Ишер тряхнул своей тщательно расчесанной гривой белых волос.
— Если так пойдет и дальше, даже лучшие из нас не смогут чувствовать себя в безопасности!
— Именно лучшим грозит наибольшая опасность, — поддакнул Хайген.
Барезин согласно хмыкнул:
— Черт возьми, у Веттерланта не было ни единого шанса. Готов поспорить, что они не предоставят никаких доказательств.
— Но… зачем? — спросил Лео, пытаясь отыскать на твердой скамье такую позицию, при которой нога не очень бы его донимала.
— У Веттерланта нет наследников, — ответил Ишер. — Так что все его имения будут конфискованы, и их загребет под себя корона. Вот увидите.
Лео недоверчиво воззрился на витражи в окнах, изображавшие наиболее прославленные моменты в истории Союза. Гарод Великий, объединяющий три государства Миддерланда, то есть Срединных земель. Арнольт Справедливый, свергающий тиранию. Казамир Стойкий, приносящий закон в беззаконную Инглию. Открытый совет, возводящий на трон короля Джезаля и объединяющий людей за его спиной, чтобы дать отпор гуркам. Славное наследие, о котором некогда любил говорить его отец. Неужели коррупция действительно могла проникнуть так глубоко?
— Они не посмеют, — выдохнул он. — Перед лицом всего Открытого совета?
— Нужно быть смелым человеком, чтобы ставить на то, что посмеет, а что не посмеет сделать Костлявый, — сказал Ишер.
Оповеститель стукнул жезлом в пол, призывая собрание к порядку.
* * *
— Господа и дамы, призываю вас преклонить колени, чтобы приветствовать его императорское высочество…
Голос оповестителя гулко доносился сквозь золоченые двери в душный полумрак вестибюля. Орсо засунул палец за врезающийся воротник, пытаясь впустить немного воздуха. Чертовы регалии не давали ему дышать — во всех возможных смыслах.
— …короля Инглии, Старикланда и Срединных земель, протектора Вестпорта и Уфриса…
Орсо подвигал на голове корону, которая имела значительный вес, прилаживая ее поудобнее. Учитывая, сколько часов королевские ювелиры провели за измерениями его черепа, можно было бы надеяться, что они сумеют подогнать чертову штуковину по размеру! Возможно, его голова просто не годилась для короны, по форме или почему-либо еще. Без сомнения, многие придерживались именно такого мнения.
— …его августейшее величество Орсо Первого, высокого короля Союза!

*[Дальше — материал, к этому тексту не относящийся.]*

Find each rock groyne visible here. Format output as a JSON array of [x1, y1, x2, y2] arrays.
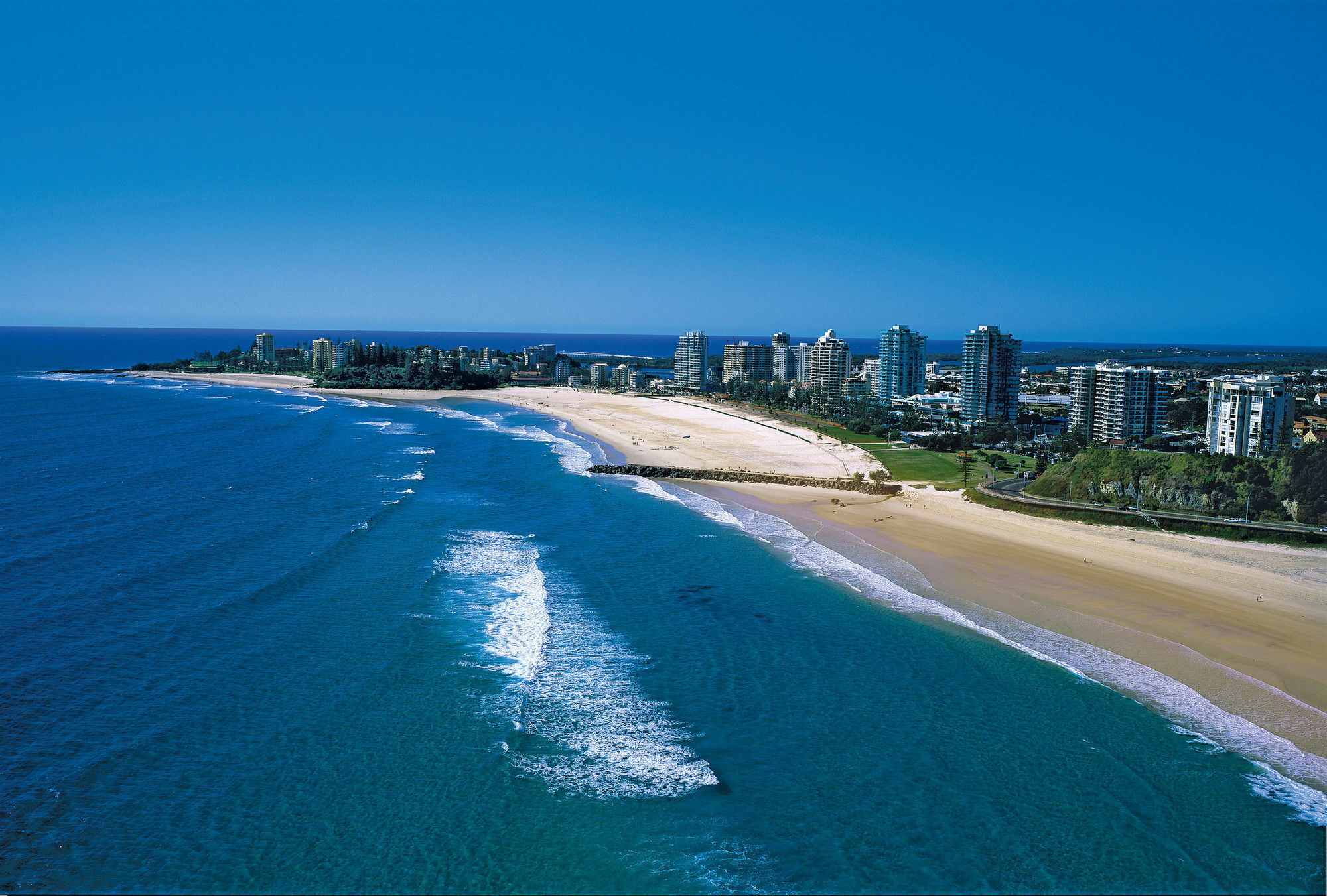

Тяжелые двери поехали в стороны, и щелка света между ними начала понемногу расширяться. Орсо расправил плечи, придав себе, как он надеялся, царственную осанку, размазал по лицу улыбку, понял, что в данном случае она абсолютно неуместна, поспешно сменил ее торжественно-насупленной миной и шагнул вперед.
Разумеется, это было далеко не первое его посещение Круга лордов. Он помнил легкую скуку, которую испытывал, когда отец приводил его, чтобы показать строящееся здание, потом довольно сильное впечатление, когда тот показал ему здание практически завершенным, а затем невероятную скуку, когда его отец председательствовал здесь на первом собрании Открытого совета.

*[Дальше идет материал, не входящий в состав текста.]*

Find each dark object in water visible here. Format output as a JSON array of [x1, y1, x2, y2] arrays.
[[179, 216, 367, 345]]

Но Орсо ни разу не доводилось видеть это место в таком ракурсе — как, должно быть, видит театр вышедший на сцену актер. А точнее, в его случае — плохо подготовившийся дублер, которого внезапно вызвали выступать перед враждебно настроенными критиками. Скамьи амфитеатра полнились лордами и их представителями — сплошь тяжелые меха, тяжелые взгляды и тяжелые парадные цепи, знак их высокой должности. В первоначальном Круге лордов, том, который разрушил Байяз, имелась только одна галерея для простой публики. Архитекторы, строившие здание ему на замену, очевидно, решили, что этого недостаточно, чтобы внушить выступающему надлежащее чувство благоговейного страха, и добавили сверху еще одну. Сейчас обе были по самые перила набиты ярко разодетыми зрителями, пускающими слюни от предвкушения лакомого зрелища — гибели незнакомого человека.
Здесь вполне могла находиться тысяча человек. Здесь вполне могло быть и больше. Все, конечно же, преклоняли колени или склонялись в реверансе — но союзная аристократия умела преклонять колени и излучать презрение в одно и то же время. Они практиковались в этом веками.